3 – Learn to Show Greater Degrees of Empathy
This goes back to the reference of emotional intelligence. Empathy has always been a leadership quality imperative for truly connecting with others, for building meaningful relationships, and for improving the ability to inspire others, enhance engagement, and effectively provide feedback. Now, with most leaders and managers learning to lead remote teams, empathy is crucial for connecting with each team member’s unique work-from-home situation.
4 – Develop Skills in Motivating Self and Others
Ability x Motivation = Performance. This is a multiplication formula because if either ability or motivation are zero, performance equals zero. Adding in the pressures of social isolation on top of already low levels of engagement (in even well-run organizations), leaders must learn first how to stay motivated, and then coach others in self-motivation. External motivation is fleeting. Employees need tools and resources to keep themselves at the top of their game.

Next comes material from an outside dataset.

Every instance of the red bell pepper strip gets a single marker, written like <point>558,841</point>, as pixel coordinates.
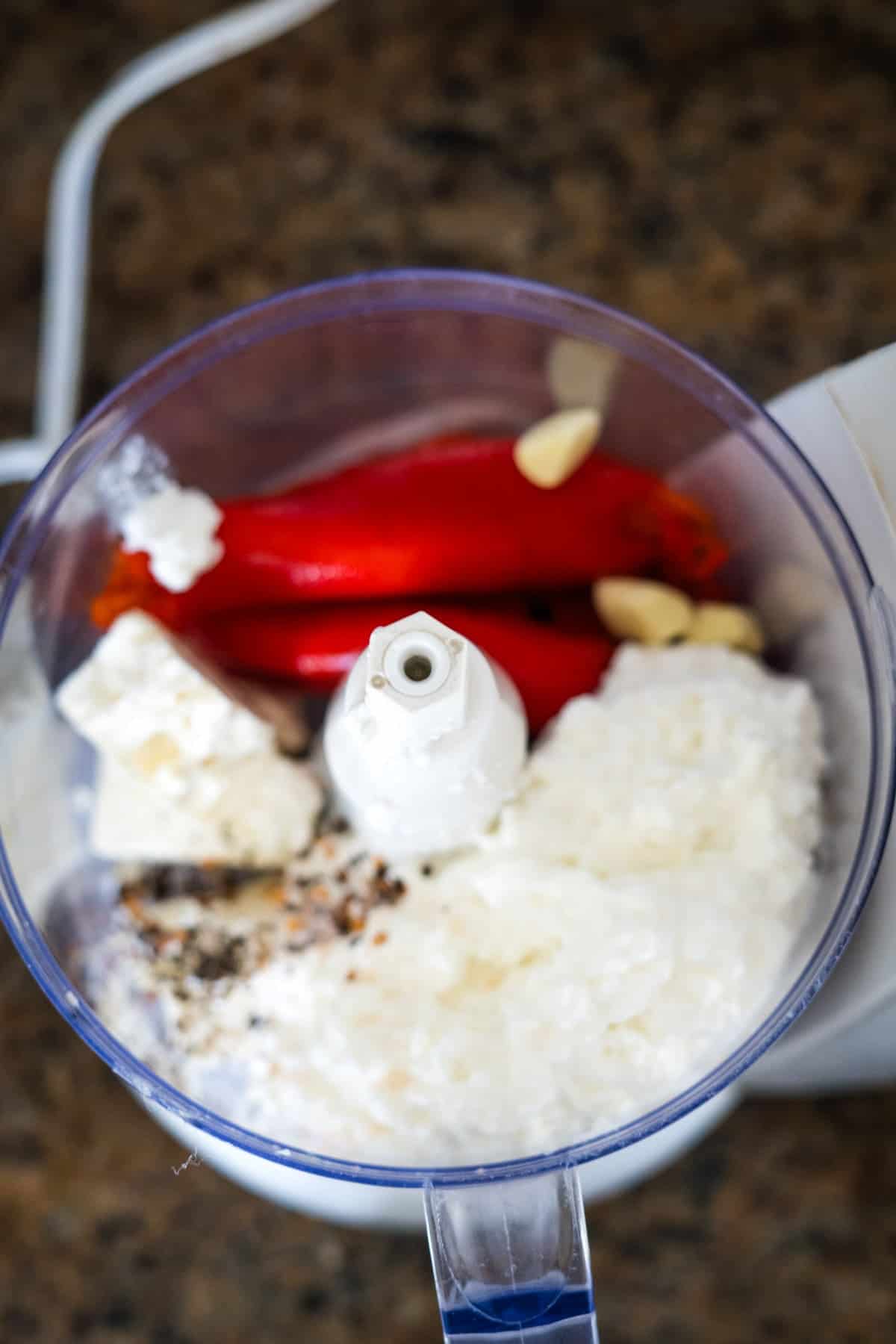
<point>316,647</point>
<point>452,515</point>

5 – Invest Time in Mentorship and Coaching
True leaders are life-long learners and never satisfied with the status quo. Always seeking transparent feedback and accountability mechanisms they can use to be in a constant state of improvement. They actively seek mentors and coaches that prepare them not for their existing level of leadership necessity, but for the next. Great leaders always assume the battlefield will change and become more complex. For this they must prepare. Leaders also need tools to learn how to truly mentor and coach direct reports. This is far more important than simply training them is a specific job function.
6 – Improve Change Leadership Capability
Change leadership is arguably the most challenging burden of command, yet critical for leading in any environment. To continually drive better business outcomes despite the inevitable obstacles we all face, requires continuous transformation when it comes to effectively leading change.
7 – Manage Anxiety Through Better Wellness Activities
Over the past eight months, my firm has been working closely with organizations such as Google, Sales Force, GSK, and the NFL predominantly in the areas of leading and managing remote teams, work-from-home best practices, and building a virtual culture. But one of the pieces of advice we always impart on leaders is the importance of wellness. Mind and body. It’s far more challenging to lead a team through uncertainty when you lack the energy and focus to stay the course. We encourage making time for fitness, meditation, reflection, reading, healthy eating, more sleep and less alcohol!
Many elements of our current environment are wrapped in permanency. We are pulled in many conflicting directions. Leaders must take total ownership over their growth and development. And as Brian Tracy says, “Personal development is a major time-saver. The better you become, the less time it takes you to achieve your goals.”